Despite the antiquity of Waterford City, Canada St is relatively new. According to Dan Dowlings Waterford Streets, Past & Present the street dates to 1828 when the city started to expand outwards along what had been a strategically important marsh for centuries. This boggy ground, then known as Lombards Marsh, which was regularly flooded, had on many occasions helped to keep the city’s south, and southwest flank safe from invaders.
The street, as it still does today, bookended William St, beyond which was more marsh and countryside. The Richards & Scale map of 1764 shows a track leading along from William St to a Sugar House at what is probably now Newpark School. The modern Park Road passes the Peoples Park, but this was only created in 1857. The 1764 map shows a route toward Newtown, but the main road of that era was via Johns Bridge, and out Johnstown. Canada Street was constructed to connect with the Scotch Quay beside the River Suir and ran past William St to Johns Pill at the opposite end. The Pill was realigned to create the park, and so now runs several meters from its original course, but perhaps this explains the sense of a dead end at this side of Canada St for many years.
As you can imagine such a location would have seen a lot of commercial trade, especially those associated with the river and waterborne trade. The bustling Scotch Quay, – the area was also known as Gorges Quay at times – ran from the mouth of the pill to the William St Bridge. I suppose we could argue that this section of St Johns River is probably best described as the Scotch Pill? Whatever about such debates, what is unquestioned is the quantity of trade associated with the area.
At one point the most prestigious industry associated with the street was Neptune Ironworks. Neptune Cottage was located where the present Marina Hotel operates. Behind this, the Malcomsons operated the Neptune shipyard (1843 -1882)- the location for some of the finest steamships built in the world of that era. But the name of the street owes itself to another Quaker enterprise – that of the Graves family – although in this case the partnership of Watson and Graves which were operating at the time that the street was built.
In 1828 when the street was laid out, the quaker partnership of William Graves and a man named Watson was operating an office from the new street and also in New Ross. I can find little information about Watson, the name does not feature in any street directories that I have and it seems from a newspaper article I chanced upon from 1834 that the partnership may have dissolved in difficult circumstances. William Graves would continue to flourish, however.
Watson and Graves was the local agent for the Canada Company then settling eastern Canada. Advertisements were posted seeking people with an agricultural background with “sober, honest and industrious habits” to settle the lands taken from native tribes ( 1 million acres alone around Lake Huron alone). Of course, much of these lands needed to be cleared for agriculture which provided another welcome cargo home on the ships. When the emigrants were carried across the Atlantic, the holds were cleared of their temporary bunks and bedding and stuffed with lucrative shipments of Canadian timber for the return trip to Waterford. The timber was landed close by, and in my own childhood Graves timber yard still operated from the area.

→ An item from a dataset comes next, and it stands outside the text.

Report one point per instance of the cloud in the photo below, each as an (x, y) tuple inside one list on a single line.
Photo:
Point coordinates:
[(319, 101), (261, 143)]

Advertisements were carried in local papers and the terms offered must have seemed mouthwatering to Irish families who were suffering so much neglect and abuse on their own native shore.
This advert appeared in numerous papers around the SE during the spring and early summer of 1828. To get a sense of the numbers travelling at the time, here’s a flavour from April 1831;
The same article also gives a sense of the dangers and human cost of such journeys, in these cases, even before they have to endure the Atlantic. For example, William McGrath died at Passage East after falling into the hold of the ship Ocean. His wife and 8 children were aboard at the time. An unnamed woman from Thurles in Tipperary died in a lodging house in Waterford where she was waiting with her husband and 7 children on a ship to Halifax. Finally, a small boat overturned after leaving the quay with emigrants who were being rowed out to the ship Argyle which was at anchor in the middle of the Suir. All survived after seamen went to their rescue it was believed.
We explored the difficulties posed by cholera in this era before and the reception that awaited emigrants at Grosse Isle Quebec
Today Canada Street is a commercial and residential area, much like it was when it was named, but it is now firmly located within the city which has extended many miles into the countryside. As a nation working to accommodate immigration from many war-torn and economically deprived countries, and where the rise of anti-immigration sentiments are rising, it’s perhaps no harm to be reminded of our own history of having to flee.